Alessandro Berti è il pittore dalla cui collezione proviene il cranio che si è trasformato da elemento di crudezza a gioiello stupefacente.
Fiorentino ritroso, di inesausto fervore, è paesaggista di ariose e marezzate pennellate; ma anche interprete della scena urbana nella sua solitaria monumentalità; e infine ritrattista di indiscussa perizia nelle sanguigne classicheggianti. Dotato di una sintassi figurativa di antico impianto Berti rappresenta il reale con forte senso della tradizione pittorica ma con in più una accattivante grazia scenografica che mai scade nell’illustrativo.
Colto didatta del disegno, ne insegna storia e segreti in una prestigiosa scuola fiorentina e se ne giova soprattutto nei preziosi suoi ritratti che hanno perizie annigoniane ed echi solenni d’affresco. Diverso è Berti paesista, toscanissimo ma a suo modo, che ha ben guardato la pittura europea. Rompendo la fedeltà a isole, Corsica e Elba – dove la pennellata è insieme densa e stenografica con vaghe sapienze post-macchiaiole – alle visioni urbane di Chicago, la sua recente America, dove la volumetria dei grattacieli ha sapori inediti di scena modernissima. A cercare un intimo e profondo legame di coerenza fra queste immagini dipinte, si potrebbe azzardare che esso è costituito da un sentimento della solitudine, di sconsolata fedeltà al vero, talora – nel paesaggio soprattutto – di asciutto e tenero rimpianto.
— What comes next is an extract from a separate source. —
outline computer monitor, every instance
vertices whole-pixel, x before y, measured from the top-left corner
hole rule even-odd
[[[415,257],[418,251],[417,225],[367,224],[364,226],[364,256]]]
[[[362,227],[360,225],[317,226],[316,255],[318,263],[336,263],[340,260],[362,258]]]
Di contro a questi paesaggi isolani, campestri e urbani, sempre rigorosamente deserti di figure, stanno – all’opposto – i suoi molti e peritissimi ritratti. Adolescenza e vecchiezza sono i tempi di crisi esistenziale in cui Berti sorprende i suoi soggetti, perlopiù muliebri. Perplessità e tenerezza, ma intrise di costante malinconia, sono i dati che questo pittore meglio rappresenta, conferendo ai volti e alle figure, pur nella formidabile fedeltà fisiognomica, una attraente miscela di fragilità e di solennità insieme.